François, Marie, Maillard naît le 23 avril 1891 au Petit-Auverné (Loire-Inférieure / Loire-Atlantique [1] – 44), au domicile de son grand-père maternel, journalier âgé de 76 ans, fils de Philomène Maillard, 23 ans, domestique. Le 27 juin 1895, à Châteaubriant (44), François Marie Juvin, 32 ans, journalier, le reconnaît comme fils en épousant sa mère, alors cuisinière âgée de 27 ans.
Pendant un temps, il habite à Boussay, à la limite sud-est du département, et travaille comme « garde ».
Le 10 octobre 1912, François Juvin est incorporé au 64e régiment d’infanterie. Quand la guerre est déclarée, début août 1914, il reste mobilisé, rejoignant le front dès le 5 août. Le 1er septembre 1914, il est blessé à la cuisse gauche par éclat d’obus, mais n’est pas évacué. Le 4 février 1915, il est nommé soldat de 1re classe. Le 2 mars 1915, il est évacué pour une plaie légère par éclat d’obus. Le 24 avril, il est nommé caporal. Le 1er juillet 1916, à Estrée, un éclat d’obus lui occasionne une fracture du maxillaire inférieure gauche avec la perte de 12 dents ; il est évacué. Un mois plus tard, il est cité à l’ordre de son régiment : « Très bon caporal mitrailleur, brave et courageux, a été grièvement blessé auprès de sa pièce sur sa ligne de feu ». Le 6 novembre 1917, la commission de réforme de Nantes le réforme temporairement et le propose n° 1 avec gratification renouvelable n° 7 pour « néphrite chronique, hématurie, anévrisme artéto-veineux de la fémorale gauche opérée, imputable au service (?) ». Le 26 décembre 1918, la commission de réforme de Nantes le classe service auxiliaire pour séquelles légères de troubles circulatoires au membre inférieur gauche. Le 13 janvier 1919, il est rappelé à l’activité militaire au 1er régiment d’artillerie. Le 20 mars, il est mis en congé de démobilisation.
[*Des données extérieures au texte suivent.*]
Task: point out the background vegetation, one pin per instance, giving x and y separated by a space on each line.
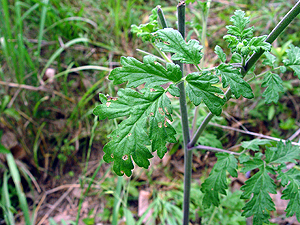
55 57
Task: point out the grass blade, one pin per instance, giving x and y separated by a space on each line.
17 180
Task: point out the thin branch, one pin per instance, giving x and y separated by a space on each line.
252 60
294 135
212 149
253 134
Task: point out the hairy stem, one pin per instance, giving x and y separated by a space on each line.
250 63
203 38
185 126
161 17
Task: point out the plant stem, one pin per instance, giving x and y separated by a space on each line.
287 19
185 125
250 63
161 17
212 149
203 38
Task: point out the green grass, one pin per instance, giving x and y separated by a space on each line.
83 40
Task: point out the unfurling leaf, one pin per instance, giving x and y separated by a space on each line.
199 88
282 153
293 60
172 41
270 59
144 30
254 144
231 76
216 183
257 43
273 83
131 138
220 53
149 72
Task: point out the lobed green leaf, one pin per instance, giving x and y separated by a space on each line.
273 83
231 76
129 140
216 183
255 143
199 88
293 60
149 72
258 188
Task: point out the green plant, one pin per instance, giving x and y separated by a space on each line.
149 124
5 204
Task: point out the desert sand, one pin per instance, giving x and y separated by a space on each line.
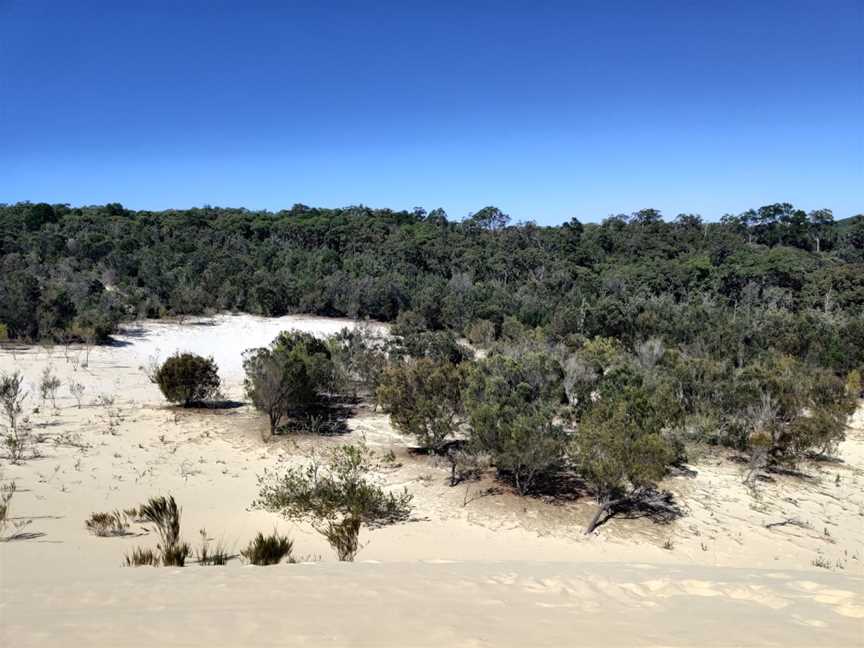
476 566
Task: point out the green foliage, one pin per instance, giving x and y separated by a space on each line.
359 357
289 374
268 550
330 493
187 378
726 287
424 399
211 556
107 524
141 557
481 333
48 386
512 406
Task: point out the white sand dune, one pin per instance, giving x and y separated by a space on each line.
475 568
444 604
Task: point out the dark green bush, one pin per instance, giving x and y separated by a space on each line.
187 378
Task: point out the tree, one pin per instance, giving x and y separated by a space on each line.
620 450
424 399
187 378
821 222
512 406
335 495
12 397
288 374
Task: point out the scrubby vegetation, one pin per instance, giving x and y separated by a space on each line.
596 352
268 550
424 399
337 495
290 374
10 528
107 524
187 379
215 555
164 514
16 430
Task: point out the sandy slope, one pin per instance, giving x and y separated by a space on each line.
473 568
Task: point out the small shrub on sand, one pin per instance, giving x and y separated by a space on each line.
187 379
141 557
344 537
9 528
107 524
175 555
336 496
17 438
164 514
76 390
268 550
207 555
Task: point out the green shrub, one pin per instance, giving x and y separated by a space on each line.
187 378
289 374
268 550
175 555
217 555
424 399
512 406
336 496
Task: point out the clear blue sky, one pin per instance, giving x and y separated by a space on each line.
547 110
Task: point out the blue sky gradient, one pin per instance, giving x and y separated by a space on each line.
547 110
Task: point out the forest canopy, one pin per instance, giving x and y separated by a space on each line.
775 277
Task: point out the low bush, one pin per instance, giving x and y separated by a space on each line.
268 550
175 555
217 555
7 523
336 496
141 557
187 379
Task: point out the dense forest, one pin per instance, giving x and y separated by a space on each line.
605 349
774 277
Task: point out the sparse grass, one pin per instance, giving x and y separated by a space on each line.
107 524
216 556
821 561
164 514
141 557
175 555
268 550
7 492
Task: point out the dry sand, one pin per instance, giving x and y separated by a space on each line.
473 568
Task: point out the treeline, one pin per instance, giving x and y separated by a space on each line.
774 278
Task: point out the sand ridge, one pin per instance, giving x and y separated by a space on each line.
473 567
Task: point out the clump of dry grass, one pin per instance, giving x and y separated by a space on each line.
268 550
141 557
217 555
107 524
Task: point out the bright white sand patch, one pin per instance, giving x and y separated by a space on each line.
225 337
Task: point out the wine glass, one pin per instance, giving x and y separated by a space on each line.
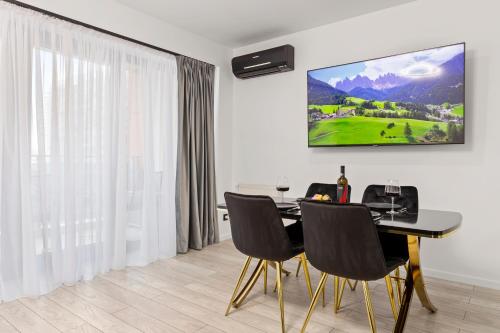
282 186
393 190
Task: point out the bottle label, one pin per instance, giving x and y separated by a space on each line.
342 194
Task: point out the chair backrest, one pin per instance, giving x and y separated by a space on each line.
342 240
330 189
257 228
408 198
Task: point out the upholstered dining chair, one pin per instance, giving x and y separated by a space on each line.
331 190
396 245
258 232
342 241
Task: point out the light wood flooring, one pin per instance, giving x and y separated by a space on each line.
189 293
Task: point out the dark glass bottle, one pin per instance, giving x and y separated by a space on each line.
342 186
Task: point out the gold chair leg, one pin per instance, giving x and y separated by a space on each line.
338 300
303 260
398 284
352 286
298 269
323 292
249 285
369 307
265 276
314 300
390 292
238 284
335 293
280 295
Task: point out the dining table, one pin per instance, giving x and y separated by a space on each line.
426 223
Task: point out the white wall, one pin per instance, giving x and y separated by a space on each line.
115 17
270 131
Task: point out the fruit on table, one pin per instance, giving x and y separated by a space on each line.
321 197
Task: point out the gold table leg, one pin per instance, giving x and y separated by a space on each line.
414 280
416 272
405 304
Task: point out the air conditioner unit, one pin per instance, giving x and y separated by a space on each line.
275 60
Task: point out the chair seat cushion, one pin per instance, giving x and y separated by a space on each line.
393 262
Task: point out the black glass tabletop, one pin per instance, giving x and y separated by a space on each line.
426 223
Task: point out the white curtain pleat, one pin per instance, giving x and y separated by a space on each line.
88 136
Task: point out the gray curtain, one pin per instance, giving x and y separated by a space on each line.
195 186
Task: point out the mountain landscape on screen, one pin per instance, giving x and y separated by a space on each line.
413 98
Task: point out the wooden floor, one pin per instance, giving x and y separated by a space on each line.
189 293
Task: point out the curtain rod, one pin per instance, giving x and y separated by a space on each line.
89 26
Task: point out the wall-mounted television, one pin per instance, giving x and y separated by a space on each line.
415 98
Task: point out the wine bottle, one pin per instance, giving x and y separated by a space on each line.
342 186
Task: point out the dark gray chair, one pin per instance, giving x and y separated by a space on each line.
258 232
342 240
395 245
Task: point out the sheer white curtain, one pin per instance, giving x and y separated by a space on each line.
88 135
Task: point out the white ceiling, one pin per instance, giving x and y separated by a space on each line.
238 22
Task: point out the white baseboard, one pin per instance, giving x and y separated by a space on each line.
468 279
224 236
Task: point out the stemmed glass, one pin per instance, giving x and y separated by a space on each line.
393 190
282 186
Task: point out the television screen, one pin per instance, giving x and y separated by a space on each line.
415 98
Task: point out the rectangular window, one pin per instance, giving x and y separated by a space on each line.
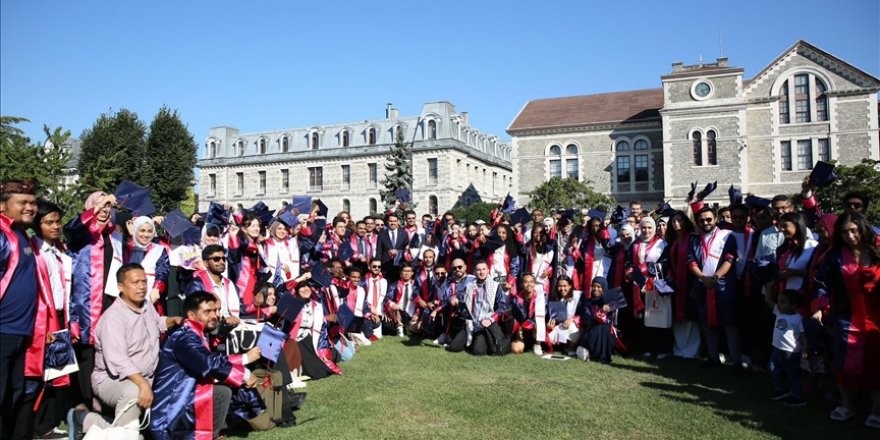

Le 5 septembre 1919, François Juvin est embauché comme cantonnier aux chemins de fer de la Compagnie du Paris-Orléans (CPO).
Le 7 juin 1918, à Nantes, il épouse Marguerite Marie Nicolas, née le 10 juin 1890 à Saint-Nazaire.Il adhère très tôt à la section nantaise du Parti communiste, et au Comité syndicaliste révolutionnaire dès 1921.
François Juvin est candidat communiste aux élections municipales de mai 1925 sur la liste “Bloc ouvrier et paysan”
Fin août 1927, il est domicilié au 21, rue de la Motte-Piquet à Nantes.
En 1930, il est trésorier de “l’Étoile prolétarienne”, une association qui organise fêtes, concerts et réunions de propagande.
En 1931 et jusqu’au moment de son arrestation, François Juvin est domicilié au Val d’Or, commune d’Orvault, limitrophe de Nantes (44). Il est alors garde-barrière.
En octobre 1934, il est candidat communiste au Conseil d’arrondissement (2e canton de Nantes).
Lors des élections cantonales d’octobre 1937, le Parti communiste le présente comme candidat au Conseil général dans la circonscription de Nozay.
Le 23 juin 1941, François Juvin est arrêté par les Allemands [2]. Il figure en quinzième place sur une liste de trente « Funktionaere » (“permanents” ou “cadres”) communistes établie par la police allemande. Avec une vingtaine d’hommes arrêtés dans l’agglomération de Nantes, il est conduit au « camp du Champ de Mars » (s’agit-il de la salle des fêtes, également dénommée « Palais du Champ de Mars » ? à vérifier…).
Le 12 juillet, François Juvin est parmi les vingt-quatre communistes (dont les dix futurs “45000” de Loire-Atlantique) transférés, avec sept Russes (juifs), au camp allemand de Royallieu à Compiègne (Oise), administré et gardé par la Wehrmacht (Frontstalag 122 – Polizeihaftlager).
Entre fin avril et fin juin 1942, il est sélectionné avec plus d’un millier d’otages désignés comme communistes et une cinquantaine d’otages désignés comme juifs dont la déportation a été décidée en représailles des actions armées de la résistance communiste contre l’armée allemande (en application d’un ordre de Hitler).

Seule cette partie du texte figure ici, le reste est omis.